(ATTN: ADDS comments by prime minister in last 3 paras)
SEOUL, Sept. 3 (Yonhap) -- Hyundai Motor Co.'s union approved this year's wage and collective bargaining agreement, avoiding a strike for the eighth consecutive year, the union said Tuesday.
In a vote held Monday, 56 percent of 43,871 participating Hyundai workers cast a ballot for a revised wage and collective bargaining deal, the union said in a statement.
"The union has voted to finally approve the company's revised proposals as uncertainties in business environments grow further due to an escalating U.S.-China trade war, Japan's restrictions on exports (of key materials) to South Korea and a slowdown in the automobile industry," the statement said.
Hyundai workers went without strikes in each of the past seven years before signing a wage deal. Hyundai's union staged industrial action every year since its foundation in 1987 except for 2007 and 2009-2011.
In its revised offerings, Hyundai Motor proposed an increase of 1.7 percent, or 40,000 won (US$33), in basic monthly salary, 1 1/2 months of wages plus 3 million won in performance-based pay and a cash bonus of between 2.2 million and 6.2 million won per person, depending on years of service, the company said in a statement.
The company also suggested 15 Hyundai Motor stocks per person.
The 50,000-member union has been widely expected to finally approve the company's revised offerings in the vote as they recognize strikes at a time of growing market uncertainties could deal a heavy blow to the carmaker's bottom line.
No major delay is expected in the planned delivery of popular models, such as the Palisade SUV, as concerns over production losses driven by possible strikes are now lifted. It will help drive up sales in the second half, analysts said.
The union initially demanded an increase of 123,526 won in basic monthly pay, and a bonus package worth 30 percent of the company's net income for the one-year period that ends in March next year.
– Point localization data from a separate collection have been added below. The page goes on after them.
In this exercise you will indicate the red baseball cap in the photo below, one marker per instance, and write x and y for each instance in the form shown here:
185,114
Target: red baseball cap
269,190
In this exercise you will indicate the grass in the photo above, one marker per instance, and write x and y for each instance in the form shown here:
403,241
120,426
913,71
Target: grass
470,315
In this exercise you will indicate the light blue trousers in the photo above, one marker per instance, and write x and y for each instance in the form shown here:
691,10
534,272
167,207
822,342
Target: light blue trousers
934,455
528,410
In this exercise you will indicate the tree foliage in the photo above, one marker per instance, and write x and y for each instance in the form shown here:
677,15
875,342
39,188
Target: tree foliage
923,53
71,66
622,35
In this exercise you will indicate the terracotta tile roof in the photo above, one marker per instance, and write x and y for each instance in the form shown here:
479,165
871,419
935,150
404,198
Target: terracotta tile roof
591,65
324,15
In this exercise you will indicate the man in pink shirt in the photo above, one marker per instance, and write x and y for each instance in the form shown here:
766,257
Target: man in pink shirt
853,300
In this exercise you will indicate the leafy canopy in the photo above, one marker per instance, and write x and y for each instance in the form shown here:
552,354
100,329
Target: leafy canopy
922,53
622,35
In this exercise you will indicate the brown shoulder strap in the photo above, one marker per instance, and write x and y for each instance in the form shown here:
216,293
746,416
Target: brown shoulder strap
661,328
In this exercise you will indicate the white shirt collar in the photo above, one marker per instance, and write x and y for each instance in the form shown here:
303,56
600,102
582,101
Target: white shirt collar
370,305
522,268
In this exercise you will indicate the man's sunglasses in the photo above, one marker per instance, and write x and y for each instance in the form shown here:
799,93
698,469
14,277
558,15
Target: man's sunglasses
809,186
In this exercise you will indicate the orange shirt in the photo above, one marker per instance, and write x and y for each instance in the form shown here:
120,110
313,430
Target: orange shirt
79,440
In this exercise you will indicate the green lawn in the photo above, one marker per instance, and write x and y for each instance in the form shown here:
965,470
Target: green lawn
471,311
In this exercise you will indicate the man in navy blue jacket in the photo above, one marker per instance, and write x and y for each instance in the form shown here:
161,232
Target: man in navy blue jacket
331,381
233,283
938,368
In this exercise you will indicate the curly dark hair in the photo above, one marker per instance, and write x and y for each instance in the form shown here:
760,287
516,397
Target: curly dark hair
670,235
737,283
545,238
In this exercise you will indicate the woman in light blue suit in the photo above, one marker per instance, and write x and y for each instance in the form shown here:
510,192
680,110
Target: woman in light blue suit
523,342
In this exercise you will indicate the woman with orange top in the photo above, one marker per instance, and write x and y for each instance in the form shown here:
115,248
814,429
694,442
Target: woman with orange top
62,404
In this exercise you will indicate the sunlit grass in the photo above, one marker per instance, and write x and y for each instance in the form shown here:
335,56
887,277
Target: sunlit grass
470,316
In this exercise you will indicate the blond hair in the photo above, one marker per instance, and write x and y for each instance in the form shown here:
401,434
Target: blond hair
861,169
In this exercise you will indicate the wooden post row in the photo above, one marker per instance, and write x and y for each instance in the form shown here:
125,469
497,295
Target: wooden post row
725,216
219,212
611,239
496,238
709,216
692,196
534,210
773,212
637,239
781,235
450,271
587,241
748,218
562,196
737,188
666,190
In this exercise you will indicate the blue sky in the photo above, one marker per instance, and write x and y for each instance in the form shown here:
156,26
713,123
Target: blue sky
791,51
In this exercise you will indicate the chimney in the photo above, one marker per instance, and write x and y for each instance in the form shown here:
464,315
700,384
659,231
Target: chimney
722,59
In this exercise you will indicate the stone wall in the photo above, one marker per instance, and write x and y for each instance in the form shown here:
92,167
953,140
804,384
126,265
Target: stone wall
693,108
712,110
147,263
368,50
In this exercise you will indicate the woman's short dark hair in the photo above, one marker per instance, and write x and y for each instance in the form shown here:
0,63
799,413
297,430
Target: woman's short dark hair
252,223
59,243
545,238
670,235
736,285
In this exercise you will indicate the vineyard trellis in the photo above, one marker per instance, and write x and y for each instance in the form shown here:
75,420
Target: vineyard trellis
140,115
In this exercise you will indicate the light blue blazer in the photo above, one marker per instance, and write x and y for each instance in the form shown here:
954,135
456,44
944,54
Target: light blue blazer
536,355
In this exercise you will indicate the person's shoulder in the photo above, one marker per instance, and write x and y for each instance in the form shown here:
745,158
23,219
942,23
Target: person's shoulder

Hyundai posted a net income of 1.87 trillion won for the 12 months through March 2019.
Hyundai balked at the demands, citing challenges ahead, such as the trade battle between the world's two biggest economies and Japan's export curbs.
From January to August, Hyundai sold a total of 2.85 million vehicles, down 4.3 percent from 2.98 million a year ago. It has achieved 60 percent of its annual sales target of 4.68 million units this year.
Prime Minister Lee Nak-yon expressed appreciation for the Hyundai union and management's "mature" decision.
"The decision has opened the possibility of developing labor-management culture," Lee said at the start of a meeting with Cabinet members.
"The government will stand together to help the union and management overcome the current headwinds through cooperation," he added.